Ser migrante en el mundo de hoy, donde hay tan poca justicia y mucho poder que permite la maldad, es un serio inconveniente. Da igual que la ONU haya establecido un día internacional para recordarnos el calvario al que le sometemos. Estas personas que recorren los caminos del mundo siguen enfrentándose cada día a multitud de situaciones xenófobas, a explotaciones de todo tipo. Su rostro sufriente nos injerta el invierno del rostro humano. Es un sufrimiento intolerable que no puede esconderse en la fría indiferencia.

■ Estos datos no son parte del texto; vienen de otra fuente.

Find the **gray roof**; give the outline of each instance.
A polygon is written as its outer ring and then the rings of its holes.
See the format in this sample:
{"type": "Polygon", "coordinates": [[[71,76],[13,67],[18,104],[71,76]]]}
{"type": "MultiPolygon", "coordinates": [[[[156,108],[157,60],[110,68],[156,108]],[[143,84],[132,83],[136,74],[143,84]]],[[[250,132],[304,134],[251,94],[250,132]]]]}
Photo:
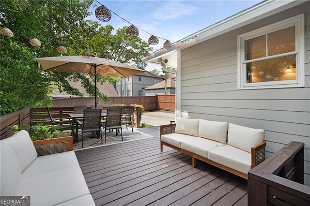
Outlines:
{"type": "MultiPolygon", "coordinates": [[[[151,85],[150,86],[147,86],[144,88],[145,90],[151,89],[158,89],[160,88],[165,88],[165,80],[163,80],[160,82],[159,82],[156,84],[151,85]]],[[[167,83],[166,83],[166,88],[175,88],[175,80],[172,78],[169,78],[167,79],[167,83]]]]}
{"type": "Polygon", "coordinates": [[[139,73],[136,74],[134,74],[134,75],[148,76],[150,77],[158,78],[159,79],[164,79],[165,78],[164,77],[155,74],[153,74],[150,72],[142,72],[141,73],[139,73]]]}

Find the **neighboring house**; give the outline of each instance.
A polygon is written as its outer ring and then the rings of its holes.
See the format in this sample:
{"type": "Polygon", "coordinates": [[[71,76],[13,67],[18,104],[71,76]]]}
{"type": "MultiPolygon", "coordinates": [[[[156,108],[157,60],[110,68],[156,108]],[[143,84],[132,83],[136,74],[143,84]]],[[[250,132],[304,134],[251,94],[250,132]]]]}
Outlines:
{"type": "Polygon", "coordinates": [[[143,88],[146,86],[157,84],[164,78],[150,72],[133,75],[116,83],[116,92],[120,96],[145,96],[143,88]]]}
{"type": "Polygon", "coordinates": [[[167,74],[167,78],[161,82],[154,85],[146,86],[143,89],[145,96],[175,94],[175,74],[169,73],[167,74]]]}
{"type": "Polygon", "coordinates": [[[304,142],[310,186],[310,1],[264,1],[192,38],[144,59],[177,68],[176,115],[264,129],[266,157],[304,142]]]}
{"type": "MultiPolygon", "coordinates": [[[[78,88],[80,92],[83,94],[83,95],[86,97],[90,96],[89,94],[88,94],[86,92],[85,89],[82,87],[80,81],[75,82],[73,81],[70,81],[69,82],[71,86],[78,88]]],[[[100,92],[104,94],[108,97],[117,97],[118,96],[117,95],[117,93],[116,93],[115,89],[113,86],[113,85],[109,83],[108,82],[105,82],[103,84],[101,84],[99,82],[97,82],[97,88],[100,92]]],[[[94,94],[92,94],[92,96],[93,96],[94,95],[94,94]]],[[[54,98],[74,97],[74,96],[68,94],[66,92],[60,92],[58,89],[56,88],[56,87],[53,90],[53,93],[51,96],[54,98]]]]}

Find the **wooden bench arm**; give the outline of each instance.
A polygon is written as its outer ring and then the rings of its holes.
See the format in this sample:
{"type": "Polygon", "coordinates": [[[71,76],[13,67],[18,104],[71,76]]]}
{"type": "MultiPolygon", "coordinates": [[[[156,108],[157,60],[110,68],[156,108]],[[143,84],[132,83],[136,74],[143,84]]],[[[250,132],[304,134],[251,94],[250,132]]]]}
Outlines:
{"type": "Polygon", "coordinates": [[[175,123],[160,125],[160,136],[162,134],[174,132],[174,129],[175,129],[175,123]]]}
{"type": "Polygon", "coordinates": [[[253,168],[265,161],[265,147],[266,141],[264,140],[262,143],[255,145],[251,148],[251,155],[253,168]]]}
{"type": "Polygon", "coordinates": [[[62,153],[73,149],[72,136],[43,139],[32,142],[38,156],[62,153]]]}

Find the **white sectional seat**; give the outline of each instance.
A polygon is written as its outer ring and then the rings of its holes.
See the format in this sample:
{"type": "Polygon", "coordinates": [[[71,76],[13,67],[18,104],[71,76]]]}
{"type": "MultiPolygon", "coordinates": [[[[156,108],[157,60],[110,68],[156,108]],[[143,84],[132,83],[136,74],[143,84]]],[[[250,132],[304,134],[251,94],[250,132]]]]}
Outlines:
{"type": "Polygon", "coordinates": [[[38,157],[26,131],[0,149],[0,195],[30,196],[31,206],[95,205],[74,151],[38,157]]]}
{"type": "Polygon", "coordinates": [[[264,131],[226,122],[178,117],[161,125],[160,149],[166,145],[246,179],[264,160],[264,131]],[[253,160],[252,162],[252,160],[253,160]]]}

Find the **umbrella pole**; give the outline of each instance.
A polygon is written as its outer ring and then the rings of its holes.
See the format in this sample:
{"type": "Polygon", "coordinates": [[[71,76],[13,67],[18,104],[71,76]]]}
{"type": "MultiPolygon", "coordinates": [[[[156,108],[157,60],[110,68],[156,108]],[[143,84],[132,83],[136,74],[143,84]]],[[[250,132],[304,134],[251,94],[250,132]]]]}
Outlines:
{"type": "Polygon", "coordinates": [[[93,67],[95,70],[95,109],[97,109],[97,79],[96,78],[96,68],[97,67],[97,65],[95,64],[93,67]]]}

Téngase en cuenta que el número de migrantes a nivel mundial se duplicará para 2050 y excederá los cuatrocientos millones, acaba de pronosticar la Organización Mundial para las Migraciones. Esto nos va a exigir, prestar más atención a las distintas historias: la de la mujer víctima de la explotación sexual contra su voluntad, la del indocumentado que busca sobrevivir y se le niega la protección que necesita, la de los niños que también sufren explotación y abuso… Por desgracia, las personas tendemos a confundirlo todo: el migrante no es ninguna amenaza; el auténtico peligro es nuestra propia avaricia de querer poseer más, el egoísmo de no ver más allá de uno mismo.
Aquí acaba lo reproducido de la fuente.